Ça ne doit pas être très agréable d'annuler un festival à quelques jours de son lancement…

Benoit Thiebergien : On peut même dire que ça n'est pas agréable du tout. On était tous prêts, certaines résidences avaient même déjà commencé… Mais quand, vendredi 13 mars, on a appris que les rassemblements de plus de 100 personnes étaient interdits, on a tout de suite compris que l'on n'avait pas d'autre choix que d'annuler. Tout le monde dans l'équipe était abasourdi. Et les artistes aussi, bien sûr.

La dixième édition aurait dû se tenir du 26 mars au 19 avril. Sera-t-elle reportée dans l'année ?

Non, on ne peut pas la reporter, en décalant par exemple les trois semaines du festival en septembre, pour la simple et bonne raison que l'on travaille avec des salles partenaires – 48 lieux différents sur 20 communes tout de même, avec des grandes salles comme la MC2, la Belle Électrique ou la Rampe, des plus petites, des bibliothèques… Chaque projet est donc un cas particulier. Si on était un festival dans un lieu unique, on pourrait tout décaler, mais là c'est tout simplement impossible. Surtout qu'avant l'annulation, on était déjà engagés à 80% sur l'édition 2021 : on ne peut même pas tout reporter d'une année.

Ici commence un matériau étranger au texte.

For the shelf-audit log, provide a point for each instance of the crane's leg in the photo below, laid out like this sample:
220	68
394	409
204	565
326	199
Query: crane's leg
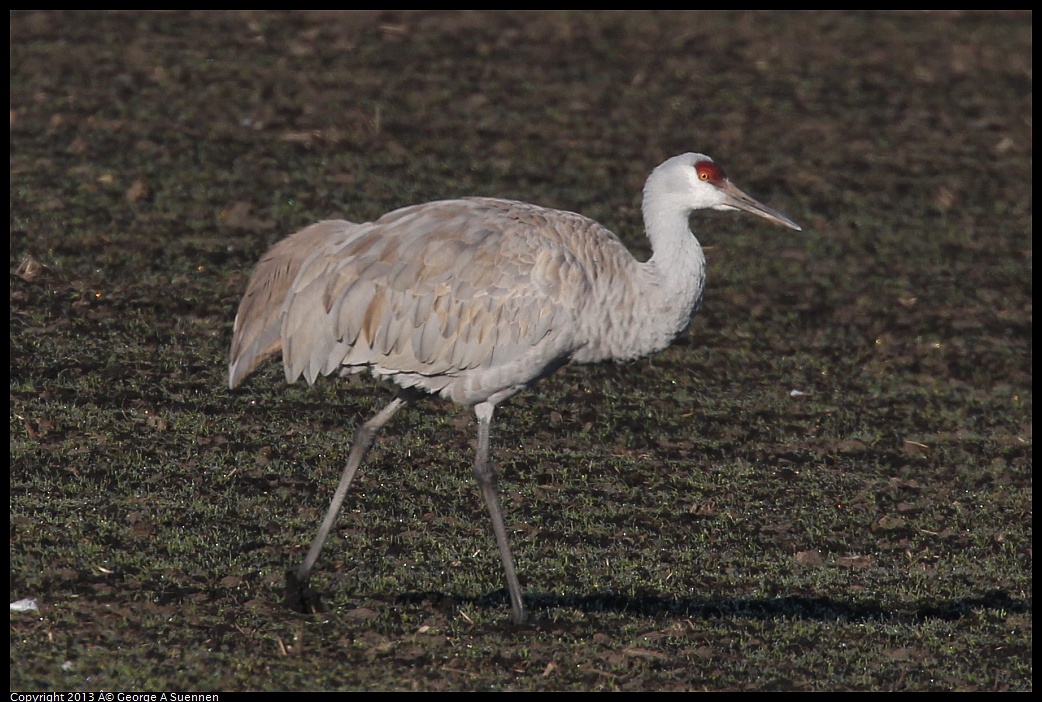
298	594
487	479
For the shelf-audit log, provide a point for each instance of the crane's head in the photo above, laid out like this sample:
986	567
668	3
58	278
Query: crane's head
693	181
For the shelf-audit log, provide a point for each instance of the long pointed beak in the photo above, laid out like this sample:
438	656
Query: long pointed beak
739	200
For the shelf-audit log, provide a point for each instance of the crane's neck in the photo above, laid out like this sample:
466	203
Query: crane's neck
643	306
674	275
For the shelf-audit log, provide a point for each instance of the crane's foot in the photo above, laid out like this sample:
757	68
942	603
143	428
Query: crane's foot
299	595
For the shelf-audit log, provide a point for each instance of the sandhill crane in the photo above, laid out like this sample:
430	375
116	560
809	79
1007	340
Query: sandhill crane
473	300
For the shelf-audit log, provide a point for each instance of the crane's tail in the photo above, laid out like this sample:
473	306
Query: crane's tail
257	331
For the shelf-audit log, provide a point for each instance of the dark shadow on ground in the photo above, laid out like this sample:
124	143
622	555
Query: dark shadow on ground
795	606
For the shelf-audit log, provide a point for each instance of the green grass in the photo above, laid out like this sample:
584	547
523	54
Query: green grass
680	523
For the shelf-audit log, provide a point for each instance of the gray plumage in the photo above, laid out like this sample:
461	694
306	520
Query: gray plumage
473	300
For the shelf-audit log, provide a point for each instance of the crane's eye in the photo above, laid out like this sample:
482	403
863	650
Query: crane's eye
709	172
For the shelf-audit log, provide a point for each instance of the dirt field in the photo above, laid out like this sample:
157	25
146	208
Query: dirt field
824	484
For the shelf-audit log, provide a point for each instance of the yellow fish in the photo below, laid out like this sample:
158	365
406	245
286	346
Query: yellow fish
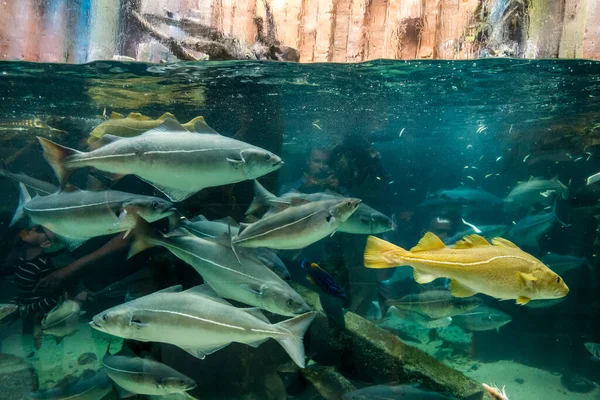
500	269
132	125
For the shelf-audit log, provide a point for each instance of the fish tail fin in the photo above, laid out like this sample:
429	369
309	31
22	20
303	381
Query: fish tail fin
55	154
141	233
292	343
374	253
24	197
261	198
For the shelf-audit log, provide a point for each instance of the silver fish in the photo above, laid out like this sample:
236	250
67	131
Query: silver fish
436	304
213	230
593	348
93	387
365	220
143	376
39	186
78	216
249	281
62	320
528	230
169	158
417	318
482	319
487	231
200	323
386	392
297	227
535	191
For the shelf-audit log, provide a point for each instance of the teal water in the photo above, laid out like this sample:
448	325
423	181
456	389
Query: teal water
399	132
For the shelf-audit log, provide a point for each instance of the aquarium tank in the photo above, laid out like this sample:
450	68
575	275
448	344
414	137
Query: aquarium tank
299	200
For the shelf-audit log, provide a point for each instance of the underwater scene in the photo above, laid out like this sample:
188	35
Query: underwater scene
264	230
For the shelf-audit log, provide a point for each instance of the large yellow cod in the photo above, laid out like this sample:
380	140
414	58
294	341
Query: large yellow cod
500	269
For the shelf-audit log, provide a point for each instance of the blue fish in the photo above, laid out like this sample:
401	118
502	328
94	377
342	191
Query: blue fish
323	280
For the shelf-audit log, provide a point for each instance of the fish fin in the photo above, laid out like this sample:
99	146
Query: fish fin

Comment gérez-vous cette annulation ?

On est en train de faire du cas par cas, spectacle par spectacle, partenaire par partenaire, pour voir si on annule, si on reporte au cours de l'automne – hors festival donc – ou si éventuellement, pour certains projets de création qui ne pourraient pas voir le jour sans le festival, on décale d'un an pour essayer de les sauvegarder. On essaie vraiment de faire au mieux, dans l'intérêt des artistes.

Car vous avez comme but, comme vous l'écrivez sur le site du festival, de « réduire l'impact de cette annulation sur les artistes, techniciens et prestataires et tous ceux qui se trouvent fortement fragilisés »…

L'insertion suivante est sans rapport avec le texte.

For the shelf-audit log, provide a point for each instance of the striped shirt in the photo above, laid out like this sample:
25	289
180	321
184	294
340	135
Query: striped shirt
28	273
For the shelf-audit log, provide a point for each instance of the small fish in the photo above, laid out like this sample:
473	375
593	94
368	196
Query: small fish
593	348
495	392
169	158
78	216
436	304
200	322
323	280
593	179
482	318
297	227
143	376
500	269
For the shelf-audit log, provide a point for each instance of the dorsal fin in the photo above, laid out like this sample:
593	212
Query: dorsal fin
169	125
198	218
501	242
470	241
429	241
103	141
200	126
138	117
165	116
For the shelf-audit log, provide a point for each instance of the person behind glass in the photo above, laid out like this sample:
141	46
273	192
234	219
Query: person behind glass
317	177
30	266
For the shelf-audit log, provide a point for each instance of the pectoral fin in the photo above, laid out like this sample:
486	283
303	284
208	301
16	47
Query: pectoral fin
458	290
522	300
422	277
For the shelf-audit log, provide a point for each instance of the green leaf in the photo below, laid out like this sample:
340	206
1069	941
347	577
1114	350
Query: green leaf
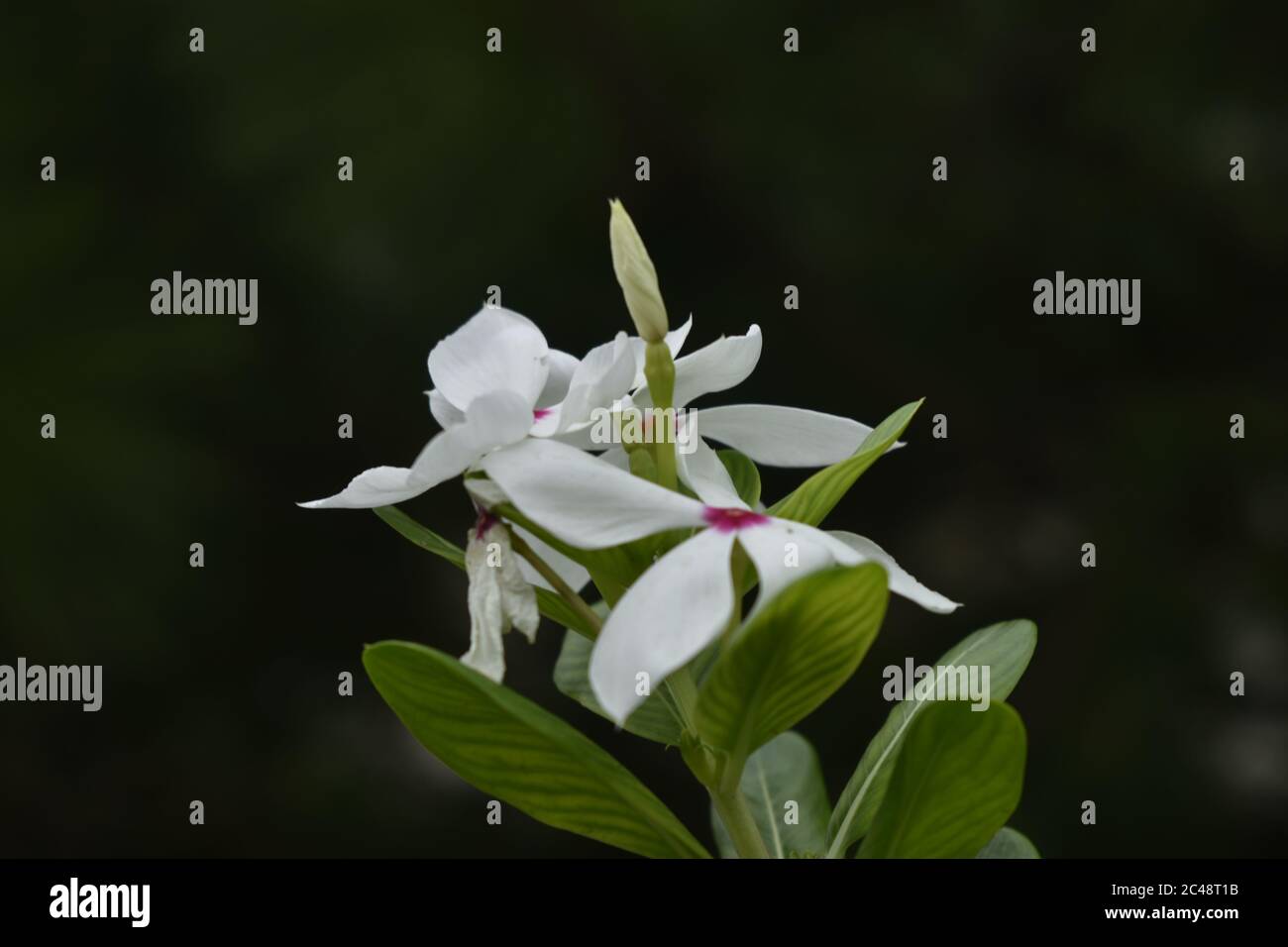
1009	844
815	497
548	602
791	656
652	719
957	781
1005	648
515	751
743	474
784	771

Oui, on essaie d'être attentifs aux conséquences que l'annulation du festival aura sur les équipes artistiques et notamment les plus fragiles, mais aussi sur les techniciens ou encore nos prestataires. En gros, on tente de réduire au maximum l'impact sur l'ensemble de la chaîne. D'où le fait que pour les concerts que l'on annule, on souhaite maintenir les rémunérations de tous les protagonistes.

Ce qui a un coût pour le festival…

On est en train de faire des hypothèses. J'ai interrogé les différents partenaires publics pour demander à ce que les subventions soient maintenues malgré l'annulation du festival. Il faut que cette solidarité avec les artistes soient aussi portée par les partenaires publics.

Certaines salles ou certains festivals annulés proposent aussi au public de participer à l'effort en ne demandant pas un remboursement de leurs billets…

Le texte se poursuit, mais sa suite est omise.